Par dernières conclusions déposées le 23 décembre 2008, Monsieur [E] [O] et Madame [B] [O] épouse [D], appelants, (les consorts [O]) demandent à la cour, réformant le jugement, de :
- accorder à Madame [X] [H] les droits issus du testament à l'exclusion de tous autres,
- confirmer pour le surplus le jugement,
- condamner Madame [X] [H] aux entiers dépens qui pourront être recouvrés conformément à l'article 699 du code de procédure civile et au paiement d'une somme de 6 000 euros en application de l'article 700 du même code.
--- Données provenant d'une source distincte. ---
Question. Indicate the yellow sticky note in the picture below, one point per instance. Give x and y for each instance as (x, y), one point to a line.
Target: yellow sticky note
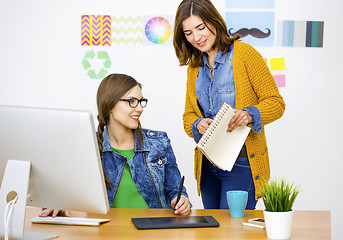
(277, 63)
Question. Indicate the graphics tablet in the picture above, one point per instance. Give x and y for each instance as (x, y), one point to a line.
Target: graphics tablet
(175, 222)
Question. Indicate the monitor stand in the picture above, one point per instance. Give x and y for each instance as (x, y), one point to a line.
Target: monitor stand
(15, 182)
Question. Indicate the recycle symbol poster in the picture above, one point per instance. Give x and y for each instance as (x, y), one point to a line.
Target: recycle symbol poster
(106, 37)
(96, 64)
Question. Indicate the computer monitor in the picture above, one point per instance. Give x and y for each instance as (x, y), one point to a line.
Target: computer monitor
(61, 145)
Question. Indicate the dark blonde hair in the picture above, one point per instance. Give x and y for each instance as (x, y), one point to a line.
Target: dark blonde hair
(111, 89)
(205, 10)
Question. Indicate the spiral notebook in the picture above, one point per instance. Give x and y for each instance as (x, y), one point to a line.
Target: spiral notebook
(219, 146)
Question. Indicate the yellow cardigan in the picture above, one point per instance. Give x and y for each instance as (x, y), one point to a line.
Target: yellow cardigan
(254, 86)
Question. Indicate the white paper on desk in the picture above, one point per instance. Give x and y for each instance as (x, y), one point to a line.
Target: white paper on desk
(222, 148)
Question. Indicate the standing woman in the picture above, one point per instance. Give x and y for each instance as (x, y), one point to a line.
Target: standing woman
(223, 69)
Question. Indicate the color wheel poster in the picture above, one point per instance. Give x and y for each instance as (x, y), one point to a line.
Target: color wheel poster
(157, 30)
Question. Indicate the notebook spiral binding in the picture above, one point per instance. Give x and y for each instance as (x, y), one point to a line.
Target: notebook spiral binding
(213, 124)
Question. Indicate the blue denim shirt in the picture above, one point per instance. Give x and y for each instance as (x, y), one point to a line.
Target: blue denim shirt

Aux termes de ses dernières écritures déposées le 1er février 2010, Madame [X] [H] conclut à la confirmation du jugement et à la condamnation des consorts [O] aux entiers dépens qui pourront être recouvrés conformément à l'article 699 du code de procédure civile et au paiement d'une somme de 6 000 euros en application de l'article 700 du même code.
SUR CE, LA COUR,
Considérant que la succession d'[K] [O] s'étant ouverte postérieurement au 1er juillet 2002 et la loi n°2001-1135 du 3 décembre 2001 ayant abrogé la règle de l'imputation prescrite par l'article 767, alinéa 6, ancien du code civil, Madame [H] peut cumuler les droits successoraux prévus à l'article 757 du code civil avec la libéralité consentie par le défunt en application de l'article 1094-1 du même code, sous réserve de ne pas porter atteinte à la nue- propriété de la réserve héréditaire dont bénéficient les consorts [O] ni dépasser l'une des quotités disponibles spéciales permises entre époux ;
Que les consorts [O] ne peuvent utilement soutenir que, sous peine de la dénaturer, il convient d'interpréter et de rechercher la volonté du défunt à l'aune de la règle de l'imputation des libéralités sur les droits légaux du conjoint survivant en vigueur à la date de la rédaction du testament dès lors que les dispositions testamentaires, qui portent exclusivement sur l'assiette de l'usufruit auquel Madame [H] pouvait alors prétendre, sont claires, précises, dénuées de toute ambiguïté appelant une interprétation et qu'il n'appartient pas au juge de ' refaire ' un testament en considération de l'intention supposée du défunt au moment de sa rédaction ;
Qu'il convient d'ajouter que, contrairement à ce que prétendent les appelants, la volonté du défunt, qui conserve, jusqu'à son décès, la faculté de révoquer ou de modifier son testament, ne s'est pas nécessairement figée au moment de la rédaction de l'acte et a pu évoluer, notamment à la faveur de l'accroissement des droits successoraux du conjoint survivant ;
Qu'au demeurant, il ne peut se déduire du testament, qui manifeste le souci d'[K] [O] d'assurer les droits de son conjoint, sa vie durant, sur le logement familial, le mobilier le garnissant et les liquidités bancaires, une quelconque volonté de la priver de droits en pleine propriété que la loi ne lui reconnaissait pas au moment de sa rédaction ;
Que la circonstance que la loi du 3 décembre 2001 ait ultérieurement accordé au conjoint survivant des droits en pleine propriété et abrogé la règle de l'imputation des libéralités sur les droits successoraux prévus par la loi ne saurait autoriser le juge à déduire de l'intention libérale exprimée par le défunt à l'endroit de son conjoint celle de la priver de droits plus importants ;
Qu'enfin, force est de constater qu'alors qu'il était loisible au défunt, décédé plus de trois ans après sa publication, de modifier son testament à la lumière de la loi nouvelle, [K] [O] n'a pas jugé utile de prendre de nouvelles dispositions testamentaires ;
Qu'en conséquence, il y a lieu de dire, confirmant le jugement, que Madame [H] peut cumuler les droits légaux conférés par l'article 757 du code civil avec la libéralité consentie le 22 janvier 1997 ;
PAR CES MOTIFS
CONFIRME le jugement,
DÉBOUTE les parties de toutes demandes autres, plus amples ou contraires,
CONDAMNE Monsieur [E] [O] et Madame [B] [O] épouse [D] aux dépens de première instance et d'appel qui pourront être recouvrés conformément à l'article 699 du code de procédure civile et au paiement d'une somme de 3 000 euros en application de l'article 700 du même code.